口答えはおろか、自分の意にそぐわない返答をしただけで正嗣は激昂する。しかし彼女の予想に反し、正嗣は動かなかった。
様子を見ているだけなのか、怒りよりも驚きが勝っているのか?
いずれにせよ人の言い分を聞くような人間ではない。

「私が悪いんです。

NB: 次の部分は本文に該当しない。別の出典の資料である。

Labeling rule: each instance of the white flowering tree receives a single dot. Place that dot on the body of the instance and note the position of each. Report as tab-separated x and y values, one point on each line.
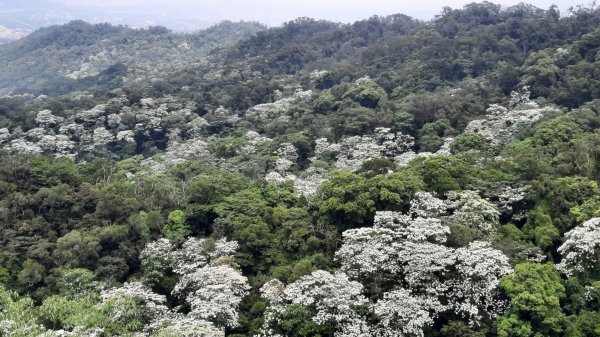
403	261
332	299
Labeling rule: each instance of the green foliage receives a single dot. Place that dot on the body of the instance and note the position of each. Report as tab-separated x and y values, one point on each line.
535	291
296	321
468	141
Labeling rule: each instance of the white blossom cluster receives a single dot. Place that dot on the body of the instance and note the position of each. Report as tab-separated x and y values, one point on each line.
581	249
501	125
207	282
331	297
409	253
464	208
403	263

勉強ばかりじゃ息が詰まると思って、買い与えたんですっ。すいませんっ」

智哉にだけは手を出させない。
背後の息子を庇うように両手を広げて正嗣と対峙した。

「愚か者がっ!」

頬を張るなどという生易しいものではなかった。横顔を張り倒す勢いで叩かれ、紫遠は悲鳴を漏らして床に倒れた。

「お母さんっ!」

智哉が慌てて駆け寄ってきた。
痛みは少し遅れて耳から頬、顎に広がっていく。
地下室での凌辱はいかに力を抜いて叩かれていたのかを、改めて知らされた。

正嗣は冷たい視線を浴びせてから、背を向けて立ち去っていった。

「お母さん、大丈夫?」
「ええ。大丈夫よ、これくらい」

口の中に広がる鉄の匂いが溢れないように、口をきつく結んで笑った。